The harp is an instrument with ancient origins. It is interesting to observe how in different epochs the problem of producing accidentals was confronted: they were either produced by pressing the fingers in the upper part of the instrument near the point were the strings were attached, or by modifying the tuning each time with the aid of a key, and, later, by turning hooks placed at the top of the instrument. Eventually the strings were layed out on two or three rows and tuned chromatically. For the triple harp (baroque harp) Monteverdi composed the solo and orchestral part of the Orfeo represented in Mantua in 1607 and Handel wrote his famous Concert in 1738. After twenty years of experiments, in 1720 Bavarian luthier Jacob Hochbrucker constructed an harp with 7 pedals that were inserted at the base of the instrument and connected to a mechanism of levers, which altered the sound of the strings making it possible to play 8 major and 5 minor tonalities.
Several improvements were introduced until the beginning of the 1800's, especially in France where the harp soon became one of the most popular instruments. Even Queen Marie-Antoniette was a skillful harpist and, commissioned by the duke De Guiness, Mozart, who was in Paris in 1738, wrote the splendid Concerto for Flute, Harp and Orchestra in C major (K299). Renowned harpist Johann Baptist Krumpholtz collaborating with famous harpsichord maker Sebastian Erard, began a process that resulted in the construction of a double-movement harp capable of producing all tonalities, which is still in use today. Between 1811 and 1835 more than 3000 harps were manufactured and sold. Historical records attest that Elias Parish Alvars, the most famous harpist of his time, executed two Concerts by Beethoven and several compositions of Chopin and Liszt. Berlioz described him as “the Liszt of harp”.

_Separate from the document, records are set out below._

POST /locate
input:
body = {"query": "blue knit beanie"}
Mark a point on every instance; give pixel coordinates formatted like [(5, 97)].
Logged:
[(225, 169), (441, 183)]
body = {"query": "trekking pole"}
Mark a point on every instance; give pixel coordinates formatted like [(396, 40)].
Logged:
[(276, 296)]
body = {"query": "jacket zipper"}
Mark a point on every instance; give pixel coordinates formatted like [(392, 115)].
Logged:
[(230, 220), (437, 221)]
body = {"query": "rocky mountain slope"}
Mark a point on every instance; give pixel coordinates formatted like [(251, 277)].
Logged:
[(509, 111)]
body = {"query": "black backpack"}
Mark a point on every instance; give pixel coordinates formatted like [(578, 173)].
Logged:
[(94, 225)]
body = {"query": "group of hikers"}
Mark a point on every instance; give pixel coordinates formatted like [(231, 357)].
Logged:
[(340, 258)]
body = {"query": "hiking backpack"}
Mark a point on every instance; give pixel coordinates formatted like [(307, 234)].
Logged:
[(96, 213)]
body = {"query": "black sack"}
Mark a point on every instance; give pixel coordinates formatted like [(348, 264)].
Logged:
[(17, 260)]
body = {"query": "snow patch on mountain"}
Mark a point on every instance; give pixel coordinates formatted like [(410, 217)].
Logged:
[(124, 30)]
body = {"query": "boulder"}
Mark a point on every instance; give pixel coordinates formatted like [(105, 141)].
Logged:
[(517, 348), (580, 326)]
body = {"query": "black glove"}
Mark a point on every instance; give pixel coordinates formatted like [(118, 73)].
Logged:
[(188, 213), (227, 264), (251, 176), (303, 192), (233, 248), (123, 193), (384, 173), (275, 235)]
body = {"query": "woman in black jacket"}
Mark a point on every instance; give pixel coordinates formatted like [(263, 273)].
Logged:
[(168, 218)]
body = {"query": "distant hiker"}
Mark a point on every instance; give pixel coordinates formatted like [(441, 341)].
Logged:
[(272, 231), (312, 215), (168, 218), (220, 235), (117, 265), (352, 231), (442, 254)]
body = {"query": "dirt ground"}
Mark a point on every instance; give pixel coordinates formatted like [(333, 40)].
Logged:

ross-strung Chromatic Pleyel Harp n. 742, Paris, early XX century. Bronze decorations on crown: buccina between two laurel wreaths in the front part of the neck; 4 female figures dancing; floral decoration on crown and pedestal. Harmonic soundboard in spruce with two hard wood planks. The holes for the strings have with bone rims. Numbered strings (15-92). Pyrography on the planks close to the hole. Rosewood thread at the side of the harmonic soundboard. Pedestal carved with geometric designs. Four metal feet, the 2 frontal ones are lion's paw shaped. Six holes for resonance on the back of the sound board.
Inscription: Pleyel, Lyon et C.te (Paris) – Harpe sist.e G.ve Lyon breveté. At the end of the 1800s Pleyel, under the direction of Gustav Lyon (1857-1936), manufactured a chromatic cross-strung harp with two rows of strings and introduced it on the Encyclopèdie de musique et dictionnaire du Conservatoire (Paris 1914-1926). This new harp took advantage of two rows of strings that corresponded to the notes of the white and black keys of the piano respectively. To sustain the tension of the 78 strings the harp was constructed using steel. In spite of the institution of some schools of chromatic harp in the conservatories of Paris, Brussels and Parma and the commission to Claude Debussy of the composition of the Danses Sacrèe et Profane (1904), after the 1950s this instrument was rarely used as it did not allow to execute some of the effects characteristic of concert harp music such as the glissandi and turned out to be quite complicated to play.
7 pedal Erard harp. Gilded in gothic style, the pillar is decorated in gold leaf with medieval figures of musician angels and female figures indicating a parchment on the crown.